Nel breve termine, le occasioni generate dalla vittoria degli Azzurri agli Europei: flussi aggiuntivi ed un rafforzamento del ‘brand Paese’, grazie alle emozioni che solo il calcio può muovere. Nel medio termine, si sta profilando una grande chance per il sistema italiano dell’accoglienza e dell’entertainment: grazie alla bellezza diffusa dei nostri territori, unica al mondo, e alla nostra tradizionale attenzione al vivere bene, nei prossimi anni l’Italia potrebbe intercettare meglio dei competitors i nuovi trend della globalizzazione post-pandemia che premieranno chi saprà offrire (a turisti, imprenditori, professionisti e talenti) qualità della vita diffusa, nuovi modelli di entertainment che mixino storia e innovazione, e insieme sicurezza in ambito sanitario. Ma su questo potenziale new deal del turismo e della cultura italiani aleggia un pericoloso fantasma: la fine di un modello vincente di partnership tra pubblico e privato, in nome di un nuovo (e al tempo stesso antichissimo) pregiudizio anti-impresa che porterebbe a riservare in esclusiva allo Stato e agli enti locali la gestione del patrimonio culturale italiano. Non è passato inosservato il warning lanciato nei giorni scorsi da Luigi Abete, imprenditore (anche) nel settore dell’entertainment, da decenni al vertice della rappresentanza d’impresa e oggi presidente dell’Associazione Imprese Culturali e Creative: sulla collaborazione tra pubblico e privato nel mondo della cultura "non sono stati fatti passi avanti, ma solo dei grandi passi indietro", perché s’avanza "una logica statalista preoccupante". Per cogliere il punto, basta pensare a quale fosse lo stato dei musei in Italia 30 anni fa. Prima che la legge consentisse il coinvolgimento dei privati nella gestione dei beni culturali. Perché la vexata questio del rapporto pubblico-privato nella gestione del ‘petrolio d’Italia’ è inquinata, ancora oggi, da un grande equivoco: il bene pubblico inteso non come bene a disposizione di tutti i cittadini, ma come ‘proprietà’ del dirigente o funzionario pubblico pro-tempore che tende a massimizzare il suo controllo evitando ospiti sgraditi. E se il prezzo da pagare è la decadenza del patrimonio, pazienza.

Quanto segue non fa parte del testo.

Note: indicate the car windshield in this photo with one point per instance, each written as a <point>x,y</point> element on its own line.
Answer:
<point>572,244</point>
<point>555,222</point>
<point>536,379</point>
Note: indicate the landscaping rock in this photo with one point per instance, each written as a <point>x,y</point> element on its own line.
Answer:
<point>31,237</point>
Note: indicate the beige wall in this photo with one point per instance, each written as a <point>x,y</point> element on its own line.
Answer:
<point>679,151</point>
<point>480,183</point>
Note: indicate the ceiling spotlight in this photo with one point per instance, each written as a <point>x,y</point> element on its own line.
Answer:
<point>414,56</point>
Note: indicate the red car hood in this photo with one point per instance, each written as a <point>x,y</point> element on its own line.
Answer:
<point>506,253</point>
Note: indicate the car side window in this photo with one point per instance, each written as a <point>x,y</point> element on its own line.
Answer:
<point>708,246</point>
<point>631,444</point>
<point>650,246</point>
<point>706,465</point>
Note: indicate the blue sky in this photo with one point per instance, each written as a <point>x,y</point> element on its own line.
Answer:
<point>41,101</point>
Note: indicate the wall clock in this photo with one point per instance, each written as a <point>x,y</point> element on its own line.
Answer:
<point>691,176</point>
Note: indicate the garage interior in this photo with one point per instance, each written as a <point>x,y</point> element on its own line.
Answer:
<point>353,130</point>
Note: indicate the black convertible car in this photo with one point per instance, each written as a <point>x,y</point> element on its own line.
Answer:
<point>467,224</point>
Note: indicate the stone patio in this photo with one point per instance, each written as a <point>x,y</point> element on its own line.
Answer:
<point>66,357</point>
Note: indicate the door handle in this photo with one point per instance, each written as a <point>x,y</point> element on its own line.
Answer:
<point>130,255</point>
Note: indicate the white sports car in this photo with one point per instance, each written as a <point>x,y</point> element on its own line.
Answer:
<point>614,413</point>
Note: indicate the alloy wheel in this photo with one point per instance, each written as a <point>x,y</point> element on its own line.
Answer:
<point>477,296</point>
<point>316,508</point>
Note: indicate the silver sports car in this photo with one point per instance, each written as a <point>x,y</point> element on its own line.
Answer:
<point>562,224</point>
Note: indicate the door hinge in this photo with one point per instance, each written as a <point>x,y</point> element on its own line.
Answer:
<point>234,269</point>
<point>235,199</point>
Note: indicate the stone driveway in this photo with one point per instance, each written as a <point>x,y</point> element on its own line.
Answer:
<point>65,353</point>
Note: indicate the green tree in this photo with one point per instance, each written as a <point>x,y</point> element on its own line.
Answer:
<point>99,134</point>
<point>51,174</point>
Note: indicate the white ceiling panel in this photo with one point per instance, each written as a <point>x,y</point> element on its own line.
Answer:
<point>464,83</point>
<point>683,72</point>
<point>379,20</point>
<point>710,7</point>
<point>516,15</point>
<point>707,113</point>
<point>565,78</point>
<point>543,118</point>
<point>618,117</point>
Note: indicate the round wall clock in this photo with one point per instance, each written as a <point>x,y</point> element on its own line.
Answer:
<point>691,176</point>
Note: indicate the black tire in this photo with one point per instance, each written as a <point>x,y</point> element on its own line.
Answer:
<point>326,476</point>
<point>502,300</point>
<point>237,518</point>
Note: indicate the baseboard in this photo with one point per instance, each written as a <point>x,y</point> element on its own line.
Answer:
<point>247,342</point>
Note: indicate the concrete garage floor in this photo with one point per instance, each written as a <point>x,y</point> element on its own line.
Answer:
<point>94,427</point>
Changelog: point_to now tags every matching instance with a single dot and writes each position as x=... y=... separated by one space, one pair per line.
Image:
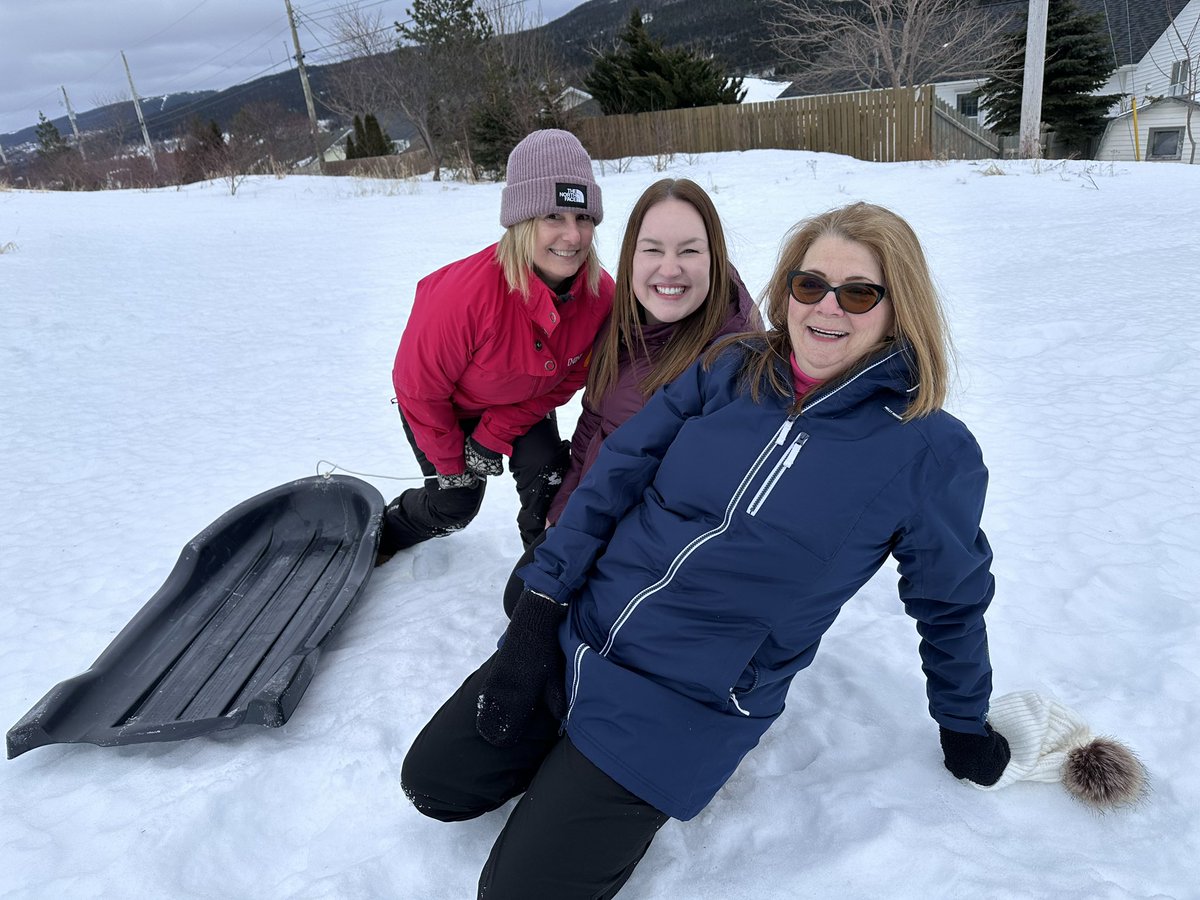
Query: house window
x=1165 y=144
x=1180 y=71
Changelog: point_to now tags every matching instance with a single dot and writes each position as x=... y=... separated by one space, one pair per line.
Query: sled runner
x=233 y=636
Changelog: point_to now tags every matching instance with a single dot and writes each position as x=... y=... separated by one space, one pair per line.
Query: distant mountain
x=735 y=31
x=732 y=30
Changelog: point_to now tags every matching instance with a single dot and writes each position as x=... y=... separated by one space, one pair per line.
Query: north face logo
x=575 y=196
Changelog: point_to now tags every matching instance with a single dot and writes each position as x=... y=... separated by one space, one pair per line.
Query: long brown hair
x=691 y=334
x=915 y=304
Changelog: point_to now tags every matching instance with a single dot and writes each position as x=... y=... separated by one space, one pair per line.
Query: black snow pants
x=575 y=834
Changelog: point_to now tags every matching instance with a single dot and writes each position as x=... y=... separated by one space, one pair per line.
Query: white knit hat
x=1049 y=742
x=550 y=172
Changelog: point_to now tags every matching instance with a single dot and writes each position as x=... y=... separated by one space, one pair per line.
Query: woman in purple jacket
x=677 y=292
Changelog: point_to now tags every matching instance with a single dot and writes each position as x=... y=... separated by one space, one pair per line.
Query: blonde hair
x=694 y=333
x=918 y=319
x=515 y=253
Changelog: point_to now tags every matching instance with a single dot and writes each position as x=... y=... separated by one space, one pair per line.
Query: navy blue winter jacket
x=714 y=541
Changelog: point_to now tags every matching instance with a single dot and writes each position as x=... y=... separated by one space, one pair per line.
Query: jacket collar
x=891 y=372
x=543 y=304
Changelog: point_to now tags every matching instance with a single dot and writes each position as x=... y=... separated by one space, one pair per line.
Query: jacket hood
x=889 y=372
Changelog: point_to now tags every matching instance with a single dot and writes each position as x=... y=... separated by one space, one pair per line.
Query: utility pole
x=73 y=126
x=137 y=106
x=1031 y=88
x=307 y=90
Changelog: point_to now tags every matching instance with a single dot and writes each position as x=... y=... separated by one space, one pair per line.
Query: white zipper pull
x=795 y=449
x=781 y=436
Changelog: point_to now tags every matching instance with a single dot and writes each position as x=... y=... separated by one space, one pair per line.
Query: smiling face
x=826 y=339
x=670 y=271
x=561 y=245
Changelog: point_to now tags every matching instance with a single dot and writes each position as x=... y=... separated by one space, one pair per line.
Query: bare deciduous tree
x=887 y=43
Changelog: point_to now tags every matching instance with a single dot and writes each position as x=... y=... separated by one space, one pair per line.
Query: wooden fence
x=881 y=126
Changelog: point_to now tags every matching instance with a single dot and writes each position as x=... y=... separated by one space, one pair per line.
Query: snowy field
x=167 y=354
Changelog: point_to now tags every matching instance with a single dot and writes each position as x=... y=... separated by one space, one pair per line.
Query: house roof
x=1155 y=102
x=1133 y=24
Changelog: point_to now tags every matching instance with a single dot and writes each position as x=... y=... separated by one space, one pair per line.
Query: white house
x=1162 y=89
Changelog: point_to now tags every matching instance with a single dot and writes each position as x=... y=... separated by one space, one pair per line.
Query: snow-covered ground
x=167 y=354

Una serie di falsi miti, peraltro, alimentano la diffidenza nei confronti del privato. Il primo è lo sganciamento artificiale dell’attività di tutela da quella di valorizzazione: in realtà – nella maggior parte dei casi – la gestione privata ha consentito e consente oggi di tutelare il bene pubblico, come step necessario prima di avviare qualsiasi forma di valorizzazione. Un secondo falso mito, analogo, è quello che separa l’esperienza artistica dai servizi collegati: i secondi non sono soltanto un modo per fare business, ma anche (soprattutto) lo strumento per rendere più fruibile, più piacevole, più memorabile per il turista l’esperienza stessa. Infine occorre abbandonare l’idea medievale dell’immutabilità della forma e del format museo: se la gestione privata è in grado di avviare investimenti in digitalizzazione, capaci di donare una seconda vita al nostro patrimonio artistico, consente un salto di qualità sia nella tutela che nella valorizzazione del bene pubblico che spesso Stato ed enti locali non sono in grado di garantire. Per sfruttare fino in fondo il vento della ripartenza, dovemmo ribaltare il ragionamento: il nostro grande obiettivo è oggi quello di non lasciare solo il settore pubblico nell’immane sfida di conservare, valorizzare, rilanciare e promuovere il nostro patrimonio artistico e culturale. Ne saremo capaci?